Evan Bayh is the poster child of the fake moderate, who talks a good, conservative game back home with the folks and then votes in a hyper-partisan liberal way in Washington, knowing that most back-home voters aren’t paying attention to specific votes and that the liberal media will cover for him, all the while raking in campaign contributions from liberal interest groups. Here’s the Chicago Tribune editorial board, today (link): “Bayh was too centrist — and not concerned enough about placating interest groups — to make him a comfortable fit in Washington.” Is the Tribune that clueless or that deceitful? Evidence offered by the Tribune of Bayh’s “moderation” in the Senate: zip. The reality: it’s not that Bayh is too “centrist” for Indiana voters, you at the Tribune editorial board, it’s that he’s too partisanly liberal, and enough voters, in Indiana and elsewhere, have woken up to that fact.

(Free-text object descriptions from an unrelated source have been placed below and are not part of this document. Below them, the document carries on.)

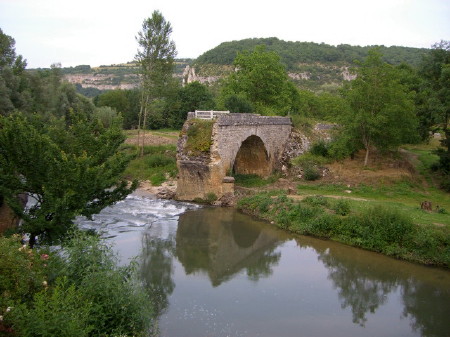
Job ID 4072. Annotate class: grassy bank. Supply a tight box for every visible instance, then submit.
[122,143,177,185]
[237,191,449,268]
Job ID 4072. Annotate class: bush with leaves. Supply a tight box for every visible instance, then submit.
[1,233,154,337]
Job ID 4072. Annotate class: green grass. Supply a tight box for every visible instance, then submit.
[122,144,177,185]
[296,182,450,225]
[233,174,280,188]
[238,192,450,267]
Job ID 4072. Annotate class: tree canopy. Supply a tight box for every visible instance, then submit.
[340,48,418,166]
[195,37,428,70]
[219,45,299,115]
[0,113,136,246]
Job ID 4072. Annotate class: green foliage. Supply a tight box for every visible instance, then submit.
[195,37,427,69]
[10,278,93,337]
[292,152,329,181]
[0,30,94,118]
[303,195,329,207]
[224,94,254,113]
[346,206,414,251]
[0,113,136,246]
[303,166,321,181]
[219,45,297,115]
[92,106,121,128]
[310,140,330,157]
[61,233,153,336]
[1,233,154,336]
[136,10,177,132]
[291,152,330,167]
[184,119,214,153]
[205,192,218,203]
[332,199,351,216]
[340,48,419,165]
[238,192,449,267]
[0,236,49,311]
[233,174,279,188]
[95,89,140,129]
[123,144,177,185]
[165,81,216,129]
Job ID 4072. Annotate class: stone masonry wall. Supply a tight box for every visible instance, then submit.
[176,113,292,201]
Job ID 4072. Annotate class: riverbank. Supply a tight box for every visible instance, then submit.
[237,191,449,268]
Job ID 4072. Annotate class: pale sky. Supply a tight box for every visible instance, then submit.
[1,0,449,68]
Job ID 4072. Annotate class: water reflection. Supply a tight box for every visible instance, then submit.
[296,236,450,336]
[140,232,175,316]
[175,208,285,286]
[77,195,450,337]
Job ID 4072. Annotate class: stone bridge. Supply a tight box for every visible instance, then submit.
[176,112,292,201]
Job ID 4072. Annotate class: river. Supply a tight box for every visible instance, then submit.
[76,192,450,337]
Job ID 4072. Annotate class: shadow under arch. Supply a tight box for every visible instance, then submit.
[233,135,271,177]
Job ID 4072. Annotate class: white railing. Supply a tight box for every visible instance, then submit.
[194,110,230,119]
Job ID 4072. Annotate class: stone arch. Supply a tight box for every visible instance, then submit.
[232,135,271,177]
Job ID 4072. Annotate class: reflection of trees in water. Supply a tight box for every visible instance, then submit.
[402,279,450,337]
[320,250,396,326]
[139,231,175,318]
[300,238,450,336]
[246,248,281,282]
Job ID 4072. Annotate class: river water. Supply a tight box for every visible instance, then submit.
[76,192,450,337]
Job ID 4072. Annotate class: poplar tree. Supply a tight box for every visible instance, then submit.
[135,11,177,155]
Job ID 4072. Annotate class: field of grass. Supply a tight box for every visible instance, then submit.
[295,181,450,225]
[121,143,177,186]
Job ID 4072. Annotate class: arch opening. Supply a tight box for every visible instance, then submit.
[232,135,271,177]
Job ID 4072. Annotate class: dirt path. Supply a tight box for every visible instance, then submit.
[287,194,368,202]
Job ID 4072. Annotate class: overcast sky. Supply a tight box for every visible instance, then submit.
[1,0,449,68]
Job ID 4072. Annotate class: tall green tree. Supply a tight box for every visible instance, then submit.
[340,48,418,166]
[0,113,136,247]
[219,45,298,115]
[135,11,177,153]
[0,28,28,116]
[165,81,215,128]
[419,41,450,178]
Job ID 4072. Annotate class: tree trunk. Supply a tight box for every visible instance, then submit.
[364,147,370,166]
[29,233,37,248]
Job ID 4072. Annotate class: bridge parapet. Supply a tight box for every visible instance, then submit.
[216,113,291,126]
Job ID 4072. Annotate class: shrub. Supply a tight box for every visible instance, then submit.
[0,236,49,311]
[303,195,329,207]
[348,206,414,251]
[205,192,218,203]
[291,152,329,167]
[305,213,341,237]
[9,278,93,337]
[332,199,351,216]
[185,119,214,154]
[303,166,321,181]
[60,232,153,336]
[3,232,154,337]
[310,140,329,157]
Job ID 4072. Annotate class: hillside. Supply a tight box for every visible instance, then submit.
[30,59,193,96]
[191,37,429,91]
[40,38,428,94]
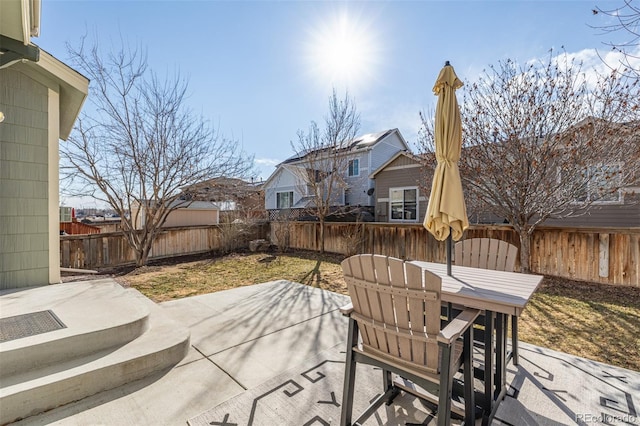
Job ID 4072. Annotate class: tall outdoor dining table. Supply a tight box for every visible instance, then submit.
[410,261,543,424]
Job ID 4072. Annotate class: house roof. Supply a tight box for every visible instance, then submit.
[1,0,88,140]
[9,48,89,140]
[293,196,316,209]
[264,128,409,188]
[170,200,219,210]
[261,163,303,189]
[137,199,220,210]
[281,128,404,165]
[369,150,424,179]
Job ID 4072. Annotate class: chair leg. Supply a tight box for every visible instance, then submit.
[341,318,359,426]
[383,368,392,390]
[511,316,519,366]
[382,369,401,406]
[463,327,475,425]
[437,344,454,426]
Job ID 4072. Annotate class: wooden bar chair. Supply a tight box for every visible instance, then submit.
[340,254,479,426]
[454,238,520,365]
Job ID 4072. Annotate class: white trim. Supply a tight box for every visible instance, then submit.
[16,50,89,140]
[21,0,30,43]
[48,88,60,284]
[348,158,360,177]
[572,162,625,205]
[382,164,422,172]
[369,150,421,179]
[377,197,390,202]
[388,186,420,223]
[276,190,294,209]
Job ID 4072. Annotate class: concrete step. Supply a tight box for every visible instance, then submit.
[0,282,190,425]
[0,280,149,378]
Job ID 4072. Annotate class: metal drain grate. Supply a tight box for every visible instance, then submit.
[0,310,66,343]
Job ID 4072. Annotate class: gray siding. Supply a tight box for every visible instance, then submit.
[374,156,428,223]
[542,193,640,227]
[466,191,639,227]
[264,167,308,210]
[369,132,405,173]
[344,152,371,206]
[0,68,50,289]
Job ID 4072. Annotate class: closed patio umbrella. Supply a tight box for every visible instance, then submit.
[423,61,469,275]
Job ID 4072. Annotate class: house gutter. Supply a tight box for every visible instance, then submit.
[0,34,40,69]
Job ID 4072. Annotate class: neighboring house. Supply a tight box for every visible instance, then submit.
[369,151,429,223]
[1,0,89,289]
[469,189,640,228]
[182,177,266,221]
[59,207,100,235]
[541,191,640,228]
[475,119,639,228]
[131,200,220,229]
[264,129,409,219]
[537,119,639,228]
[80,216,122,233]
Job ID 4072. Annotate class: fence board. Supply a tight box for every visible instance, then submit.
[269,222,639,286]
[60,224,269,269]
[61,222,638,286]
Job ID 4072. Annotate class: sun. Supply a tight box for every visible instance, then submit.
[306,10,380,92]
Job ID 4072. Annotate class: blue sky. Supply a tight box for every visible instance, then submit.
[36,0,627,200]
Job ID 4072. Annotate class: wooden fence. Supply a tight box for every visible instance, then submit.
[60,223,269,269]
[60,221,639,286]
[270,222,640,286]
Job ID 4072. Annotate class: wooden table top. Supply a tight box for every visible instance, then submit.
[411,261,544,316]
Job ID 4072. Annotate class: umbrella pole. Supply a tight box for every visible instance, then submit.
[446,229,452,276]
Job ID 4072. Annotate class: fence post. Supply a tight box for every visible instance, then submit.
[599,233,609,278]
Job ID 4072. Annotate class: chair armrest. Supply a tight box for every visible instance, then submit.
[340,302,354,316]
[437,308,480,344]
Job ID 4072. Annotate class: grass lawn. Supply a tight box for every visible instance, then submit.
[120,251,640,372]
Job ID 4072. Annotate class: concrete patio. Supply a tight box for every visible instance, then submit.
[1,279,639,425]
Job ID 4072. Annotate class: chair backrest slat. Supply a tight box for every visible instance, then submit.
[455,238,518,272]
[342,255,443,373]
[405,263,426,366]
[359,255,388,354]
[388,257,412,363]
[342,256,373,348]
[487,238,500,270]
[373,255,399,357]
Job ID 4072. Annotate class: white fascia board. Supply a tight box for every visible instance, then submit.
[17,48,89,140]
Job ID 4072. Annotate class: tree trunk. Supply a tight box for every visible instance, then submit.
[518,228,532,273]
[136,241,152,267]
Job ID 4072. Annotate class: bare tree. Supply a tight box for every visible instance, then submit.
[291,90,360,253]
[61,40,253,266]
[419,52,639,272]
[592,1,640,80]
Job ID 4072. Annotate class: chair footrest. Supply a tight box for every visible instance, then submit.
[393,379,467,418]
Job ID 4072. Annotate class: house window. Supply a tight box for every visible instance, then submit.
[576,164,622,203]
[389,187,418,221]
[348,159,359,177]
[276,191,294,209]
[59,207,72,223]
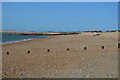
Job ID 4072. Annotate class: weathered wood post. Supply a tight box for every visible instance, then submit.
[101,46,104,49]
[118,43,120,48]
[28,51,30,53]
[47,49,50,52]
[84,47,87,50]
[7,52,9,55]
[67,48,69,51]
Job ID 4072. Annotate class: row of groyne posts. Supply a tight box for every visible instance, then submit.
[6,43,120,55]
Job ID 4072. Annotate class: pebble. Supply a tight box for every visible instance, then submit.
[68,58,70,61]
[109,74,113,78]
[56,70,58,72]
[14,69,16,71]
[66,60,68,62]
[106,74,113,78]
[52,68,55,70]
[3,73,6,76]
[19,72,25,76]
[11,73,14,76]
[32,56,35,58]
[21,73,24,76]
[72,71,75,74]
[85,74,91,78]
[47,65,50,67]
[16,67,19,69]
[82,58,84,60]
[91,68,94,70]
[79,69,83,72]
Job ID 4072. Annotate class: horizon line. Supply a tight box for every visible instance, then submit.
[1,0,120,2]
[1,29,119,32]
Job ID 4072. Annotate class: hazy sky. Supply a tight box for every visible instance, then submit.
[2,0,119,2]
[2,2,118,32]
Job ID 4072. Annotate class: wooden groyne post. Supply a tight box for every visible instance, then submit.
[7,52,9,55]
[101,46,104,49]
[67,48,69,51]
[84,47,87,50]
[118,43,120,48]
[47,49,50,52]
[28,51,30,53]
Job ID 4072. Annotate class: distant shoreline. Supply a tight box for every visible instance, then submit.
[0,31,81,36]
[1,30,118,45]
[0,30,119,36]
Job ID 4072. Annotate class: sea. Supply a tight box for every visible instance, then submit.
[0,32,50,44]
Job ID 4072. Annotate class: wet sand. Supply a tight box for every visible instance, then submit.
[2,32,118,78]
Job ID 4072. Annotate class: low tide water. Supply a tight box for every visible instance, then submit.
[1,32,50,44]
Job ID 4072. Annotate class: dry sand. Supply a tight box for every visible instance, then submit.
[2,32,118,78]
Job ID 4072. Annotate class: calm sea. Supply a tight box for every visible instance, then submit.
[1,32,50,44]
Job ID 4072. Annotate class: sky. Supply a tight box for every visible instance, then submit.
[0,2,2,31]
[2,2,118,32]
[1,0,120,2]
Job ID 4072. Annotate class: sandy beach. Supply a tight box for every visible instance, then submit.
[2,32,118,78]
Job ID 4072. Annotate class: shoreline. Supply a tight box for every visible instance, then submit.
[1,31,118,45]
[1,36,53,45]
[1,38,37,45]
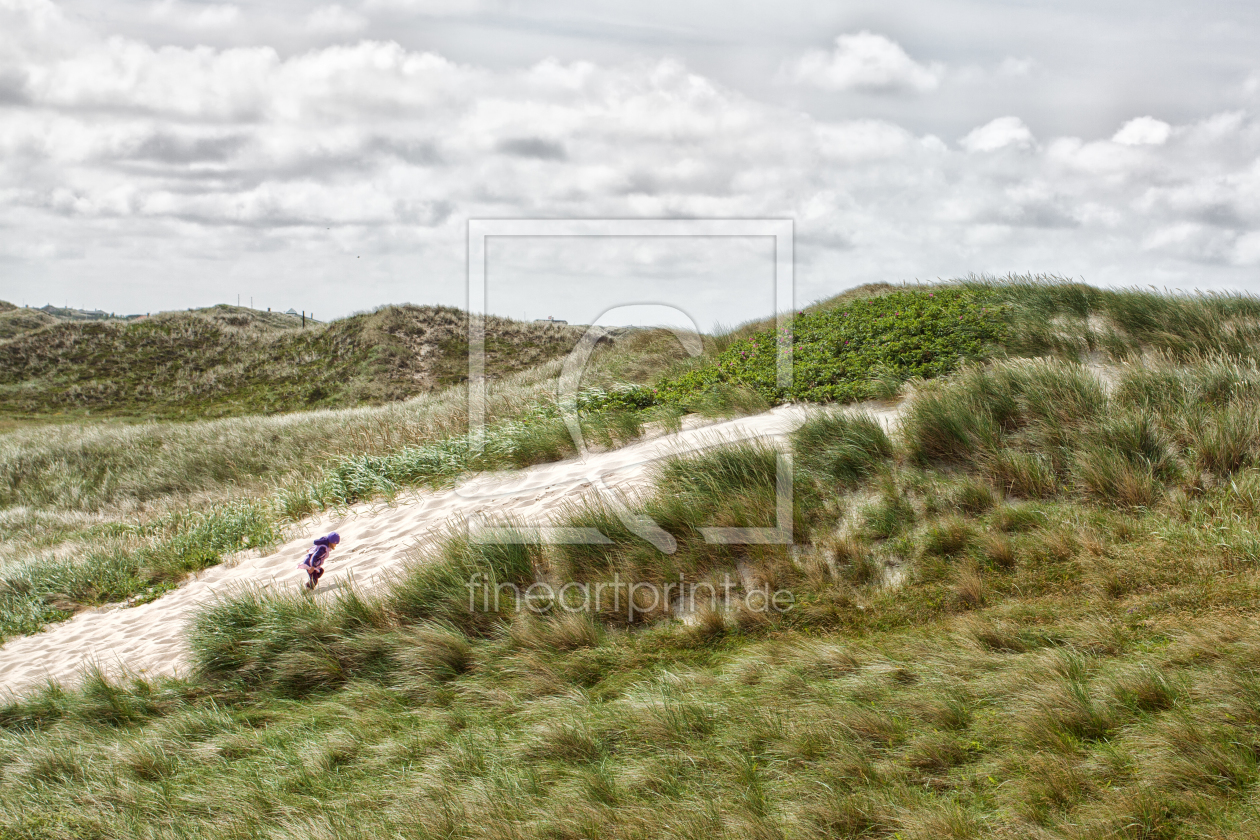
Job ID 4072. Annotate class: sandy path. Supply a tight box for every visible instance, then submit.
[0,403,901,695]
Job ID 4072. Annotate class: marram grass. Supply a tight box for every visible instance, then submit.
[5,355,1260,838]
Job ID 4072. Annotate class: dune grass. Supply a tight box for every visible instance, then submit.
[0,394,660,642]
[0,326,696,640]
[0,304,584,419]
[6,278,1260,642]
[965,273,1260,362]
[4,355,1260,837]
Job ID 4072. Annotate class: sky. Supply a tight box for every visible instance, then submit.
[1,0,1259,326]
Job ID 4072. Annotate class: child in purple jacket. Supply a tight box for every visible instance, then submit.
[298,532,340,590]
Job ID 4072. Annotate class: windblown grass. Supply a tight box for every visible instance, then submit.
[902,356,1260,508]
[966,273,1260,362]
[0,341,683,639]
[6,279,1260,642]
[12,279,1260,838]
[0,304,585,418]
[5,352,1260,837]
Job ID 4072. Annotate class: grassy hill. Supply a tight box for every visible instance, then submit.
[0,303,585,419]
[0,308,59,341]
[5,279,1260,837]
[5,353,1260,838]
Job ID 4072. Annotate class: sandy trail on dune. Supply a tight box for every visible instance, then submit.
[0,402,903,696]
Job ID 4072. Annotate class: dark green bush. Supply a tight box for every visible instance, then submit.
[654,289,1005,406]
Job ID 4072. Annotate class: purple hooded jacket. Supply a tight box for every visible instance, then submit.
[299,532,341,571]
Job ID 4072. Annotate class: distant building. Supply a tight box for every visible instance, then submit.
[285,308,299,316]
[534,316,568,325]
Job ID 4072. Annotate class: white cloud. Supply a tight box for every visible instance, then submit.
[784,31,944,94]
[21,39,479,120]
[1236,230,1260,265]
[4,0,1260,320]
[306,5,368,34]
[1112,116,1171,145]
[815,120,916,162]
[1142,222,1237,263]
[148,0,241,29]
[960,116,1035,152]
[1243,71,1260,98]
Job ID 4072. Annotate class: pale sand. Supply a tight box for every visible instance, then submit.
[0,403,901,696]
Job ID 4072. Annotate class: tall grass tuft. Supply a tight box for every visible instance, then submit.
[386,531,539,635]
[965,274,1260,362]
[793,411,894,485]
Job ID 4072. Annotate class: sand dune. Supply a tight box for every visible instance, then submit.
[0,403,901,696]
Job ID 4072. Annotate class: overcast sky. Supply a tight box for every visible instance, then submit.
[1,0,1259,326]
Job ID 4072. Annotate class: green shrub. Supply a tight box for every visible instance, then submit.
[655,288,1005,406]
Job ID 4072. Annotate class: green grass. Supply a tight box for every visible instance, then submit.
[10,276,1260,839]
[6,355,1260,837]
[966,273,1260,362]
[627,287,1006,409]
[0,499,283,639]
[7,279,1260,642]
[0,320,700,640]
[0,308,59,341]
[901,356,1260,509]
[0,396,669,641]
[0,303,584,419]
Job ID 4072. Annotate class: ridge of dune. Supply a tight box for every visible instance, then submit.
[0,402,902,696]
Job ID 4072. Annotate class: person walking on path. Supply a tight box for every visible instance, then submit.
[298,532,340,590]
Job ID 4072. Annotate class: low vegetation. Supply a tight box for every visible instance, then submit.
[0,308,59,341]
[4,355,1260,838]
[6,278,1260,641]
[654,286,1004,405]
[0,324,700,640]
[974,275,1260,362]
[0,303,583,418]
[0,376,666,641]
[7,279,1260,838]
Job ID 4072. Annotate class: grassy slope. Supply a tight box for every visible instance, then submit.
[6,279,1259,636]
[0,310,58,341]
[0,304,583,419]
[7,280,1260,836]
[4,355,1260,838]
[655,286,1003,405]
[0,329,695,637]
[0,288,1003,636]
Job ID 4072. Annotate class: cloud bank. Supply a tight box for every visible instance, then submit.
[2,0,1260,321]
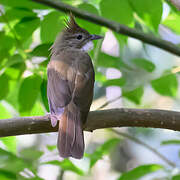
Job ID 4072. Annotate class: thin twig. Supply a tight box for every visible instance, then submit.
[93,38,103,69]
[32,0,180,57]
[58,169,64,180]
[96,96,176,168]
[96,95,122,110]
[111,129,176,168]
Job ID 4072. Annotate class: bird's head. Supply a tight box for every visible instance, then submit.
[52,13,103,52]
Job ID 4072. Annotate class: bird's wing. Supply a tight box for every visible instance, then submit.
[71,52,95,123]
[47,59,74,126]
[73,66,94,109]
[47,51,94,126]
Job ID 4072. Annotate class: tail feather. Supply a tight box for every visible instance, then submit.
[70,112,84,158]
[57,102,84,159]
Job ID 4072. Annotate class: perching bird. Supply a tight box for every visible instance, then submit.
[47,14,103,159]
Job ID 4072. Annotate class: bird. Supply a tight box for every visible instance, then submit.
[47,13,103,159]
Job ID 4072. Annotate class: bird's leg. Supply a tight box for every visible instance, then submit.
[49,107,65,127]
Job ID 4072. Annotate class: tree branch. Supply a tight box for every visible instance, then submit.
[1,108,180,137]
[31,0,180,57]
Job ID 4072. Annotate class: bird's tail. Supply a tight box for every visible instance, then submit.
[57,102,84,159]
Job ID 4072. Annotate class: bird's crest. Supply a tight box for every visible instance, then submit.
[64,13,88,34]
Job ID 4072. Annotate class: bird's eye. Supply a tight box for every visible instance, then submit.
[77,35,83,40]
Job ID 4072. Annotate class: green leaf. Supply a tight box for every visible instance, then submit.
[100,0,133,26]
[0,0,48,9]
[78,3,99,15]
[18,75,42,113]
[14,17,40,41]
[5,80,20,109]
[103,77,126,87]
[43,159,84,175]
[40,79,49,112]
[0,103,11,119]
[87,138,120,168]
[20,148,43,161]
[18,174,43,180]
[77,3,101,34]
[1,8,37,22]
[0,74,9,100]
[95,71,107,83]
[129,0,162,31]
[132,58,155,72]
[40,11,64,43]
[46,145,56,151]
[5,54,25,80]
[0,32,15,51]
[151,74,178,97]
[5,54,24,68]
[173,175,180,180]
[0,33,15,61]
[97,52,129,69]
[23,36,33,49]
[0,148,28,173]
[0,169,16,180]
[163,13,180,34]
[9,62,26,79]
[29,101,45,116]
[5,67,22,81]
[114,32,128,48]
[0,137,17,154]
[118,164,162,180]
[19,147,43,175]
[161,140,180,145]
[30,43,52,57]
[123,87,144,104]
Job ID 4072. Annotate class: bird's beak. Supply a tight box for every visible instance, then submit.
[90,34,104,40]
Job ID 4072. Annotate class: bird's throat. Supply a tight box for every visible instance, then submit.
[81,41,94,52]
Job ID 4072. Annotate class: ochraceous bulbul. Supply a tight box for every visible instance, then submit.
[47,13,103,159]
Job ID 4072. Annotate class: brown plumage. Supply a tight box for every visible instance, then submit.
[47,14,103,159]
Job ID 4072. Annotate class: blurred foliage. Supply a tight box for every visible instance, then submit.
[43,159,84,175]
[86,138,120,168]
[161,139,180,145]
[151,73,178,97]
[0,0,180,179]
[118,164,163,180]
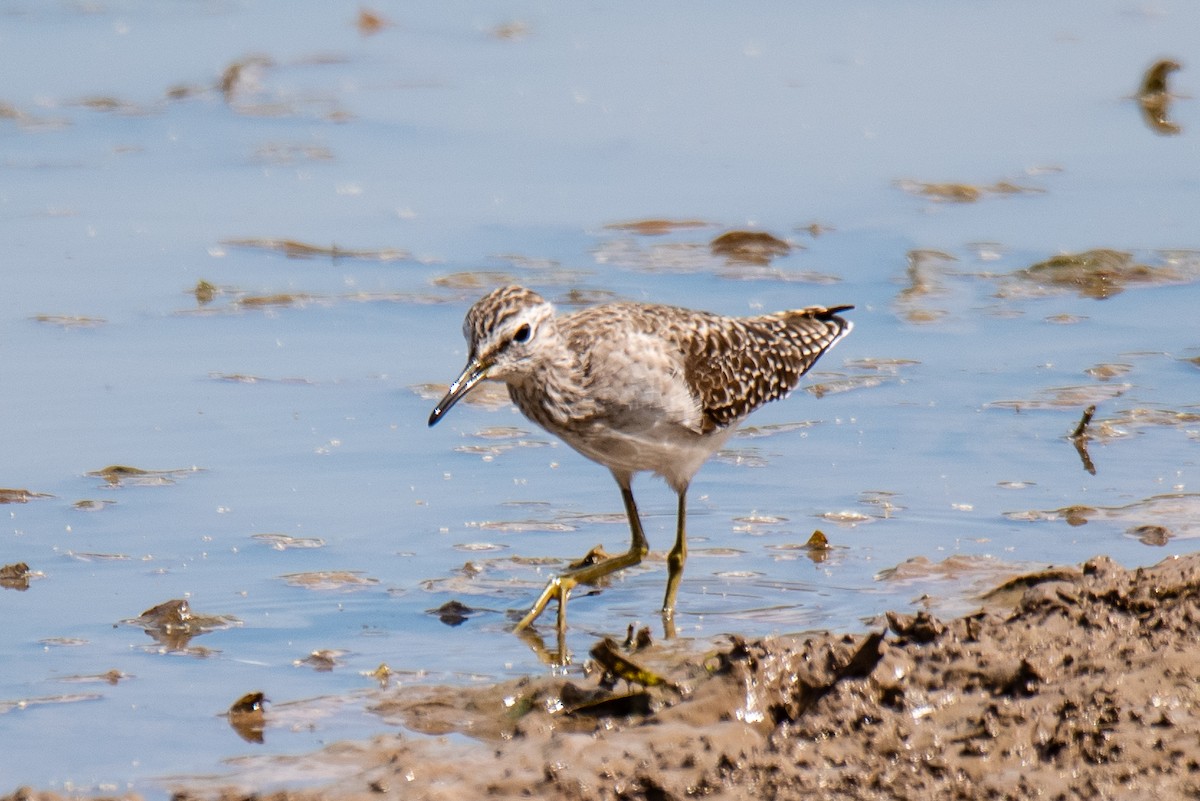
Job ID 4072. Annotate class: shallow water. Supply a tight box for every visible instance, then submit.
[2,1,1198,794]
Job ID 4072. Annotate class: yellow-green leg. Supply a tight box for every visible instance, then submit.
[514,477,649,632]
[662,487,688,618]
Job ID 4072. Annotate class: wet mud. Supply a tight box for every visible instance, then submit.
[16,551,1199,800]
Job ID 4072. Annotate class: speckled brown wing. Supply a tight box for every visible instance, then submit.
[683,306,853,432]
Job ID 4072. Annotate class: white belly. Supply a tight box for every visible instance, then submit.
[554,418,739,492]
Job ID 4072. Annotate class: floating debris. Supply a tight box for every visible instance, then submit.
[1006,493,1200,541]
[280,570,380,591]
[365,663,394,687]
[295,649,345,671]
[795,221,835,237]
[1008,248,1200,300]
[39,637,89,648]
[1070,404,1099,475]
[208,372,315,385]
[226,691,268,744]
[235,291,322,309]
[251,142,335,165]
[710,230,792,265]
[72,499,114,512]
[432,271,518,291]
[192,279,220,305]
[472,519,576,534]
[895,248,958,324]
[1136,58,1182,136]
[86,464,203,487]
[63,551,131,563]
[0,488,52,504]
[1129,524,1172,547]
[1070,405,1097,440]
[220,55,274,100]
[30,314,106,328]
[604,218,711,236]
[221,237,410,262]
[988,382,1131,411]
[895,179,1041,203]
[251,532,326,550]
[72,95,148,116]
[125,599,241,652]
[58,669,129,685]
[805,530,831,553]
[1085,363,1132,381]
[0,562,34,591]
[428,600,479,626]
[820,510,873,526]
[490,20,532,40]
[0,693,103,715]
[357,8,392,36]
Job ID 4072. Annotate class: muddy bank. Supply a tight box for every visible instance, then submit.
[11,552,1200,801]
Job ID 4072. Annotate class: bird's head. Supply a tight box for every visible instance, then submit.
[428,285,555,426]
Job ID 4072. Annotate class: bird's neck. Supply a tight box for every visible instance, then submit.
[507,335,593,431]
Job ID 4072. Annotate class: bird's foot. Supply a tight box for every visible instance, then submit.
[513,545,647,634]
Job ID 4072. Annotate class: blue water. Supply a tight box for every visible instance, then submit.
[2,1,1199,794]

But the radicalism of Obama, Reid, and Pelosi has unmasked these so-called Democrat “moderates” and has exposed them to the suddenly alert, attentive, and wised-up public (link). So now Bayh’s in trouble in the polls, at risk of losing his seat later this year, and so has decided to quit and take his multi-million dollar campaign fund home with him. There’s nothing wrong with being partisan and liberal in American politics, but it’s hard to respect a man who says one thing when home but votes another way in Washington, who is one thing but pretends to be another.